The study provides the first direct measurement of the magnetic field in an asynchronous short-period mCV and discusses its implications for spin-period evolution theories.

Findings

Discovered a highly asynchronous short-period mCV with a 56 MG magnetic field.

Revised the magnetic field strength estimate to 56±2 MG based on cyclotron spectrum modeling.

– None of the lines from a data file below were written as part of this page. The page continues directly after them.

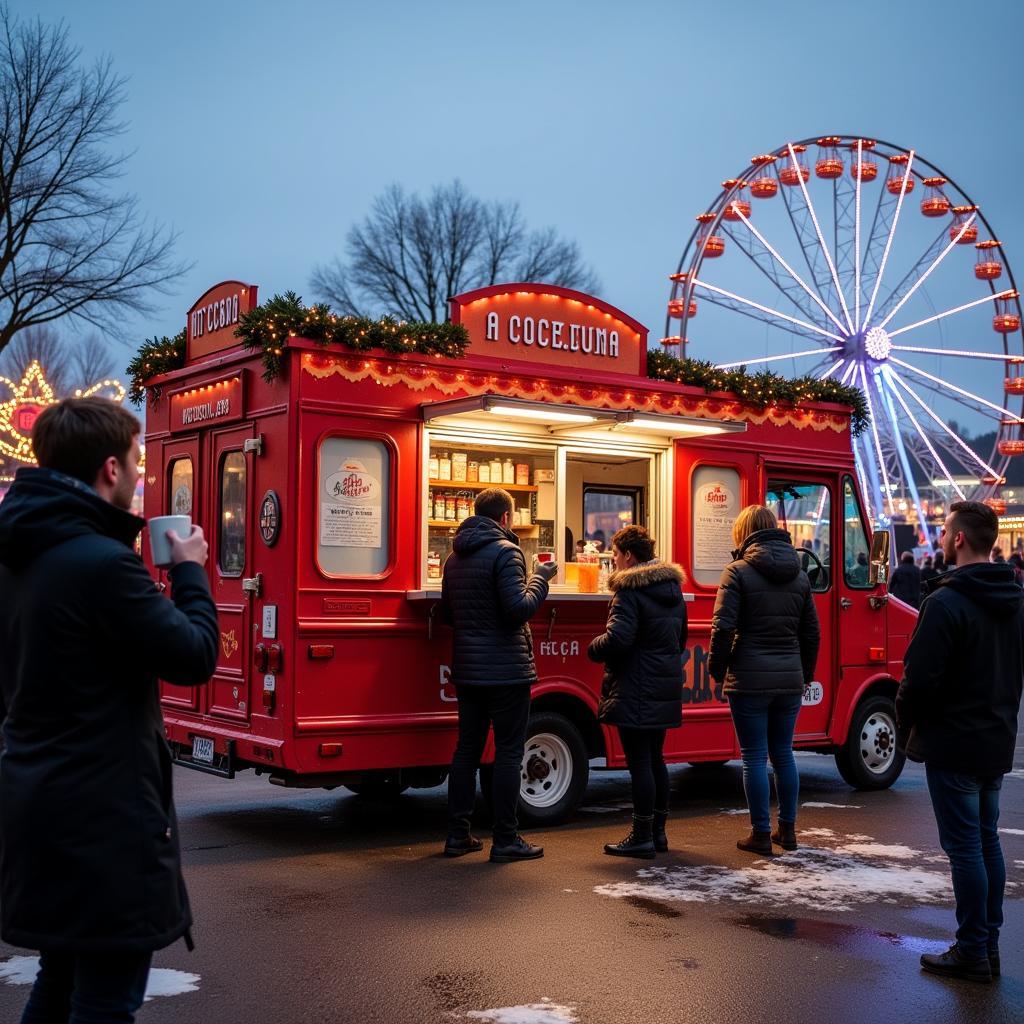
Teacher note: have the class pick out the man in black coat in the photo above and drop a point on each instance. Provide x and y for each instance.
(905, 582)
(90, 871)
(956, 712)
(487, 597)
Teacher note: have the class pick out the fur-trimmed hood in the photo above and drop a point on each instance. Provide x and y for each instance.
(665, 580)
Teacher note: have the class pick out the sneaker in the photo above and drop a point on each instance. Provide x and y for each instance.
(518, 849)
(459, 846)
(757, 842)
(952, 964)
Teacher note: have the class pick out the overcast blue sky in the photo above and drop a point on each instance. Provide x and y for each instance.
(262, 131)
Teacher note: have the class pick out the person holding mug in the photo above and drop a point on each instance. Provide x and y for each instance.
(642, 690)
(764, 644)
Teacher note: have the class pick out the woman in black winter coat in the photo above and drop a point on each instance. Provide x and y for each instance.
(764, 644)
(642, 691)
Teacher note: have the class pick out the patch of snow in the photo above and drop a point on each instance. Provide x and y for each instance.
(544, 1012)
(162, 981)
(19, 970)
(817, 878)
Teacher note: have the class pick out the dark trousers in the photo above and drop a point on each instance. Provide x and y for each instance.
(967, 811)
(87, 988)
(648, 776)
(507, 709)
(765, 726)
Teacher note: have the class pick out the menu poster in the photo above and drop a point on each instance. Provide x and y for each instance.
(351, 507)
(716, 504)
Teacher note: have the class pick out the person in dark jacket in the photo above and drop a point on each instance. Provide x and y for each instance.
(642, 690)
(487, 597)
(956, 711)
(905, 582)
(764, 645)
(90, 871)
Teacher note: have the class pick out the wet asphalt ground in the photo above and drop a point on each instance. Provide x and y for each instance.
(318, 906)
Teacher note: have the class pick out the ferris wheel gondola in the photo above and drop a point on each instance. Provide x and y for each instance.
(822, 279)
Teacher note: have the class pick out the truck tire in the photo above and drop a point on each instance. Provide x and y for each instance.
(555, 770)
(868, 759)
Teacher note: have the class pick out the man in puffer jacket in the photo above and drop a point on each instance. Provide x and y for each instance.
(487, 597)
(956, 711)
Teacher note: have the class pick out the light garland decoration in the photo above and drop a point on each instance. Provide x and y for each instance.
(35, 391)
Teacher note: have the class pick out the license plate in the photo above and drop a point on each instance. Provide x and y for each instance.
(203, 750)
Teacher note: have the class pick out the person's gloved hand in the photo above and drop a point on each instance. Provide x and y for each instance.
(547, 570)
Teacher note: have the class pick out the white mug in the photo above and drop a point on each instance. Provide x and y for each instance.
(160, 547)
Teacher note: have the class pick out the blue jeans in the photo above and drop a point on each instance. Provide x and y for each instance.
(764, 727)
(87, 988)
(967, 810)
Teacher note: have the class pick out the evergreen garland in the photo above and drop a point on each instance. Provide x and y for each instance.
(156, 356)
(760, 389)
(269, 326)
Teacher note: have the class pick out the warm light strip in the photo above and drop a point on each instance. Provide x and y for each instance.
(786, 355)
(949, 312)
(856, 239)
(793, 273)
(921, 401)
(956, 351)
(542, 414)
(952, 387)
(766, 309)
(889, 241)
(878, 442)
(924, 435)
(833, 369)
(921, 281)
(821, 239)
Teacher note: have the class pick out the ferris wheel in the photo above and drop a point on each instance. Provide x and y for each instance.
(837, 271)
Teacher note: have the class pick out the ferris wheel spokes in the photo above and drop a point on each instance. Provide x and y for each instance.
(949, 312)
(767, 310)
(891, 235)
(939, 422)
(938, 259)
(763, 261)
(793, 273)
(821, 240)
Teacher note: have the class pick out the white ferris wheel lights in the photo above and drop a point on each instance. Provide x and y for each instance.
(924, 436)
(960, 440)
(1010, 294)
(921, 281)
(793, 273)
(765, 309)
(821, 239)
(878, 442)
(1001, 356)
(889, 241)
(784, 355)
(953, 387)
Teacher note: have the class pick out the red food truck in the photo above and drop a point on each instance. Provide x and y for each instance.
(331, 484)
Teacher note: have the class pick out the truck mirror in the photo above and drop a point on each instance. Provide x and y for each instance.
(879, 565)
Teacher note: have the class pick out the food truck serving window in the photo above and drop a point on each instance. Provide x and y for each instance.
(179, 494)
(231, 542)
(352, 506)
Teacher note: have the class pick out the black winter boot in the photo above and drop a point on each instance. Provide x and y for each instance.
(785, 836)
(639, 842)
(757, 842)
(657, 830)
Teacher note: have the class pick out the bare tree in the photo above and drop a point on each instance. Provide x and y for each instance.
(411, 255)
(70, 245)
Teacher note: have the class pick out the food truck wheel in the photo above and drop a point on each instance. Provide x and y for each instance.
(555, 769)
(869, 760)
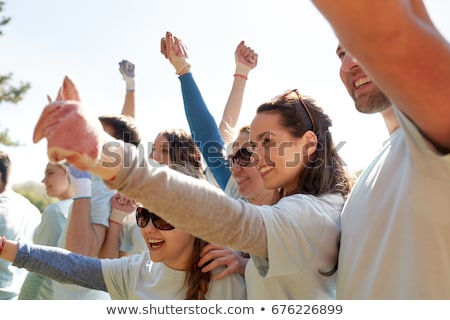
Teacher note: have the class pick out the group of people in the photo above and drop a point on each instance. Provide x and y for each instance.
(278, 218)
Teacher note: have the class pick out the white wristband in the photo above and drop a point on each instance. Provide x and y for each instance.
(118, 216)
(82, 188)
(130, 84)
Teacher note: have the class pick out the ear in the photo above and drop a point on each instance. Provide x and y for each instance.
(310, 142)
(68, 91)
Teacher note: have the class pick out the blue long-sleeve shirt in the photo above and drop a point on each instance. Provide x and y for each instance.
(204, 130)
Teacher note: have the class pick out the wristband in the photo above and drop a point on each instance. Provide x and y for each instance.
(2, 245)
(130, 84)
(118, 216)
(240, 76)
(82, 188)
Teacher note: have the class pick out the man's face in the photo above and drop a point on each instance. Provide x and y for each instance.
(367, 96)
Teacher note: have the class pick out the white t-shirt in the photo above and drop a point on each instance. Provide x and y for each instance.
(136, 277)
(19, 219)
(303, 239)
(396, 224)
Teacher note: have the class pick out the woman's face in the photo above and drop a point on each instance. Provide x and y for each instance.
(172, 247)
(278, 155)
(56, 181)
(161, 150)
(248, 179)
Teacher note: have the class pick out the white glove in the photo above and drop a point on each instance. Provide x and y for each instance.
(121, 207)
(126, 68)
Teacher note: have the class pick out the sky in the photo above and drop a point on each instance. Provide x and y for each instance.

Challenges existing models predicting synchronization at high magnetic field strengths.

Abstract

When the accreting white dwarf in a magnetic cataclysmic variable star (mCV) has a field strength in excess of 10 MG, it is expected to synchronize its rotational frequency to the binary orbit frequency, particularly at small binary separations, due to the steep radial dependence of the magnetic field. We report the discovery of an mCV (SDSS J134441.83+204408.3; hereafter, J1344) that defies this expectation by displaying asynchronous rotation ($P_{spin}/P_{orb} = 0.893$) in spite of a high surface field strength (B=56 MG) and a short orbital period (114 min). Previously misidentified as a synchronously rotating mCV, J1344 was observed by TESS during sector 50, and the resulting power spectrum shows distinct spin and orbital frequencies, along with various sidebands and harmonics. Although there are several other asynchronous mCVs at short orbital periods, the presence of cyclotron humps in J1344's SDSS spectrum makes it possible to directly measure the field strength in the cyclotron-emitting region; a previously study estimated 65 MG based on its identification of two cyclotron humps, but we revise this to 56$\pm$2 MG based on the detection of a third hump and on our modeling of the cyclotron spectrum. Short-period mCVs with field strengths above 10 MG are normally expected to be synchronous, so the highly asynchronous rotation in J1344 presents an interesting challenge for theoretical studies of spin-period evolution.